Alternativa B — ❌ Incorreta
Afirma que haveria cadeia de detritos em A e decomposição do material alóctone por detritívoros. A primeira parte está correta (A é sombreado, logo cadeia de detritos), mas a segunda parte contém um erro conceitual: a decomposição do material alóctone é realizada principalmente por decompositores (bactérias e fungos), não por detritívoros. Os detritívoros (como alguns insetos aquáticos e crustáceos) consomem os detritos, mas a decomposição química é feita pelos decompositores. A alternativa troca os papéis.
Alternativa C — ❌ Incorreta
Afirma que haveria cadeia de pastejo em A e produção primária fortemente dependente do perifíton. O trecho A é sombreado, o que limita a fotossíntese e, portanto, a produção primária — inclusive do perifíton (comunidade de algas e micro-organismos aderidos a substratos). A cadeia de pastejo em A está errada; o correto é cadeia de detritos. A dependência do perifíton também está errada, pois a produção primária em A é baixa justamente pela falta de luz.
Alternativa D — ✅ Correta ⟵ GABARITO
Afirma que haveria cadeia de detritos em A e forte dependência de matéria orgânica alóctone. Isso está exatamente de acordo com a ecologia de riachos: o trecho sombreado tem baixa produtividade primária autóctone e depende da matéria orgânica morta vinda do ambiente terrestre (alóctone), predominando a cadeia de detritos. É a alternativa que melhor descreve a tendência esperada.

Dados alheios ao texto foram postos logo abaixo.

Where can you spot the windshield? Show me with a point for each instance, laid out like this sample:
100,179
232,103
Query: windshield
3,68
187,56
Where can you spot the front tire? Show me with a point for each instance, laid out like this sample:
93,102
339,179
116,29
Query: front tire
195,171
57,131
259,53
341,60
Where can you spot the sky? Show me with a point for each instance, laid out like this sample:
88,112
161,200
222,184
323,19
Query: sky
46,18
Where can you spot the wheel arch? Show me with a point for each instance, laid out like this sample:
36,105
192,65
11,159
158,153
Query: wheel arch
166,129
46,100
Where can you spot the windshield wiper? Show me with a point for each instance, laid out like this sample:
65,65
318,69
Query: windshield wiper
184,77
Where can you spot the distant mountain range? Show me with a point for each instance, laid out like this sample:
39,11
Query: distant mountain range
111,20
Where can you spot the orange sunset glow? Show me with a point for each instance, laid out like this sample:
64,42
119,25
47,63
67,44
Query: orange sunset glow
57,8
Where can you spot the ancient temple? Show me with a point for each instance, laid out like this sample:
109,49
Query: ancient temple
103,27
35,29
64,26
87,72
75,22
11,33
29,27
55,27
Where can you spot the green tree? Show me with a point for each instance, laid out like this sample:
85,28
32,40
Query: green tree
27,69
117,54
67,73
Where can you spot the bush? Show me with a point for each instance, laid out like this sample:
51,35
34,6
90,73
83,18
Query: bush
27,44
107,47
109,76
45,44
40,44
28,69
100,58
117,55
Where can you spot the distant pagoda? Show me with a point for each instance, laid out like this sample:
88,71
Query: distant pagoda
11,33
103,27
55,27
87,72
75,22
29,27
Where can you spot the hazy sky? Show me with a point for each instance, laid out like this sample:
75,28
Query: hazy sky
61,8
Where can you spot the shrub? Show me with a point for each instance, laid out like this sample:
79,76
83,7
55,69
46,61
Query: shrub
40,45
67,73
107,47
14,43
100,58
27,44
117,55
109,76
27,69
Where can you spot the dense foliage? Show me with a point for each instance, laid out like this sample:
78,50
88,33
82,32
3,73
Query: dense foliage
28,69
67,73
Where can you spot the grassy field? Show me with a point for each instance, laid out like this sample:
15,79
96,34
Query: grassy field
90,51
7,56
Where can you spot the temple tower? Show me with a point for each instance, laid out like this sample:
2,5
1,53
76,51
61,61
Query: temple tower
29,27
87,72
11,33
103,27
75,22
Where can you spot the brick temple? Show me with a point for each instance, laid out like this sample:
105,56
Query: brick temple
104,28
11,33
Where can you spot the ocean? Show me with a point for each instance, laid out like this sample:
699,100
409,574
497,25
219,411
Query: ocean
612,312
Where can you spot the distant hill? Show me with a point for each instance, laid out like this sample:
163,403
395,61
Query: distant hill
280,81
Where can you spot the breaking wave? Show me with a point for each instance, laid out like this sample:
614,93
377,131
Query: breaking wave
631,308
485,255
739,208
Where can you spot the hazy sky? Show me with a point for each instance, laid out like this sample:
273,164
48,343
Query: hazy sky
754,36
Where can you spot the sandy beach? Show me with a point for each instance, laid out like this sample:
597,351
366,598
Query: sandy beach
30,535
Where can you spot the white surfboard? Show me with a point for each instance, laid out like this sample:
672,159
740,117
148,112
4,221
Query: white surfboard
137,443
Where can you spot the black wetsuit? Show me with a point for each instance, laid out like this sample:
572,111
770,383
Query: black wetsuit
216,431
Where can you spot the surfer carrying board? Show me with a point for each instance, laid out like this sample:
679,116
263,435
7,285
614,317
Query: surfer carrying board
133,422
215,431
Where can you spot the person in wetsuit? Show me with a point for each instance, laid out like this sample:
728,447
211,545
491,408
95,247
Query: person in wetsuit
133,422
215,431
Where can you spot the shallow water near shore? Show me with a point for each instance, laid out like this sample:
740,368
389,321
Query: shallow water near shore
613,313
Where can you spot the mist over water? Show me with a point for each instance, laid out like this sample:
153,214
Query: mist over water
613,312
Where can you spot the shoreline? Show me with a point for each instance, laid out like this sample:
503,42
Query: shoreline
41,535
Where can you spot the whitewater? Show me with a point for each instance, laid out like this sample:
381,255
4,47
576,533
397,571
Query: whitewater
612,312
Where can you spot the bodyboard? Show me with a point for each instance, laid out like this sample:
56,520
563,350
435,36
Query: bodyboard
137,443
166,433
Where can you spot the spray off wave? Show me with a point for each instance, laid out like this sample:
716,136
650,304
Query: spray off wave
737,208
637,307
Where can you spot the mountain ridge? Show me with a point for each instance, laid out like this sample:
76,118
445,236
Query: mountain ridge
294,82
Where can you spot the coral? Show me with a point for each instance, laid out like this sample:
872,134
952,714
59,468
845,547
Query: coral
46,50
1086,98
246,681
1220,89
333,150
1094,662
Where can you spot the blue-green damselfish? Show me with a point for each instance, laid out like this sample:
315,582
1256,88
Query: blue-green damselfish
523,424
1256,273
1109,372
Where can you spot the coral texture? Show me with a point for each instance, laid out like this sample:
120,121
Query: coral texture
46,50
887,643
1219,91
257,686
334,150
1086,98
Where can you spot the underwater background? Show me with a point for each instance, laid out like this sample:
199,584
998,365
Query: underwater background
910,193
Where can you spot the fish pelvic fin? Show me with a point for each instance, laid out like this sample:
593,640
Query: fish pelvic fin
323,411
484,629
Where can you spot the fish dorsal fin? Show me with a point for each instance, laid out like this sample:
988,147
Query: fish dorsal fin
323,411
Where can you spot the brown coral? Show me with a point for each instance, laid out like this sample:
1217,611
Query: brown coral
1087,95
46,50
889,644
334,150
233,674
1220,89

Alternativa E — ❌ Incorreta
Afirma que haveria alça microbiana em B e, portanto, provável inversão da pirâmide de energia. A alça microbiana é um caminho de fluxo de energia em que a matéria orgânica dissolvida é utilizada por bactérias, que são consumidas por protozoários, que são consumidos por zooplâncton. Ela pode ocorrer em diversos ambientes aquáticos, mas não é específica do trecho B, e a inversão da pirâmide de energia não é uma consequência esperada. Além disso, a alça microbiana não é o predomínio esperado em um trecho não sombreado, onde a cadeia de pastejo tende a ser mais relevante.